Просунувшись в окно, Эдди уцепился за подоконник, подтянулся, держа в одной руке камеру, и свалился на кровать. Подушка смягчила падение, а простыни оказались почти холодными, но он знал, что скоро в комнате будет так же жарко, как и на улице. Ночь не отпускала его — она неотвязно следовала за ним.

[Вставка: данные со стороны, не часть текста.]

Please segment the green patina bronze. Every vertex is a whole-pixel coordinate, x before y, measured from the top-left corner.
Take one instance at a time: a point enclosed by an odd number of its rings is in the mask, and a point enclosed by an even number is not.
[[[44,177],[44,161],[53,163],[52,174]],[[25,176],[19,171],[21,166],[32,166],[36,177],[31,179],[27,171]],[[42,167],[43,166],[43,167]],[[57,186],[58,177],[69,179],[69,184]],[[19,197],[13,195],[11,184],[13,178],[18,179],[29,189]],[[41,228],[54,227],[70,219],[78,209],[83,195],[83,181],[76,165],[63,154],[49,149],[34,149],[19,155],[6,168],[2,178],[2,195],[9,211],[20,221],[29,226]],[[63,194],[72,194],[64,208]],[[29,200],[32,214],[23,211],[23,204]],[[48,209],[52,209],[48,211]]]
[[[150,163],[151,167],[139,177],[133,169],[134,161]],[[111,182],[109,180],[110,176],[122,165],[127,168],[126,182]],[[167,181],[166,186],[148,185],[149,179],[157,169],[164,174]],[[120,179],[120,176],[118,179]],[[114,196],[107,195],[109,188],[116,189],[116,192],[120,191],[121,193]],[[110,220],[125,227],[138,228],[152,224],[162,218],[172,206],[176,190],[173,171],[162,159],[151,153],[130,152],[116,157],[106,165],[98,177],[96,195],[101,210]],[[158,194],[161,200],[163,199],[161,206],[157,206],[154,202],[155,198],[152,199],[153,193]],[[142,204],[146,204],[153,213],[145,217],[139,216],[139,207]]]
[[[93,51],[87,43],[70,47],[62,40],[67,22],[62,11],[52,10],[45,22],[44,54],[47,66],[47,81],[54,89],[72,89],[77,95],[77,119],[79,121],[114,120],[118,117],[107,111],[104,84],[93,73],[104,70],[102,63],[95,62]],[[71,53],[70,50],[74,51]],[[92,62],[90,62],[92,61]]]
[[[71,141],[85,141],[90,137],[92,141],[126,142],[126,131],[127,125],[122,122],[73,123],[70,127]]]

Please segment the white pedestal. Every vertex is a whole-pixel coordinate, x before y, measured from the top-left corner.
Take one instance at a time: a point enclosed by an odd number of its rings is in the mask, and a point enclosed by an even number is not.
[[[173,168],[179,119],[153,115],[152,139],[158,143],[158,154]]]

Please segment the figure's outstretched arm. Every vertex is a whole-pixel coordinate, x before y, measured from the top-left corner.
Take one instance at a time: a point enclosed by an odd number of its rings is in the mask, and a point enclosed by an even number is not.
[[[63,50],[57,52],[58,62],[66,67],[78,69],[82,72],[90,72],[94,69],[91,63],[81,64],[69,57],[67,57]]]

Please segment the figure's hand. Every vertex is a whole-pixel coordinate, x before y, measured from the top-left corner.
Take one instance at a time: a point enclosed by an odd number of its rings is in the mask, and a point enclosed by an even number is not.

Эдди уткнулся носом в подушку и лежат так до тех пор, пока не стал задыхаться, после чего перевернулся на спину. Куда исчезли светящиеся в темноте звезды на потолке? Когда-то он сам наклеил их с помощью отца, державшего лестницу. Расположение этих звездочек не повторяло контуры каких-либо известных созвездий. Рожденные его фантазией, эти узоры служили ориентиром, якорем, за который он цеплялся, когда выключал на ночь свет. Даже засыпая, лежа на животе или на боку, Эдди знал, что они здесь, на месте, что они никуда не пропадут, не изменятся до неузнаваемости, в течение ночи. Сейчас небо над головой словно заволокло тучами, а без звезд он не чувствовал себя по-настоящему дома. Почему же они погасли? Оттого ли, что свет был слишком долго выключен и люминесцентным чернилам требовалась подзарядка? Или виновата налетевшая снаружи и осевшая на потолок сажа?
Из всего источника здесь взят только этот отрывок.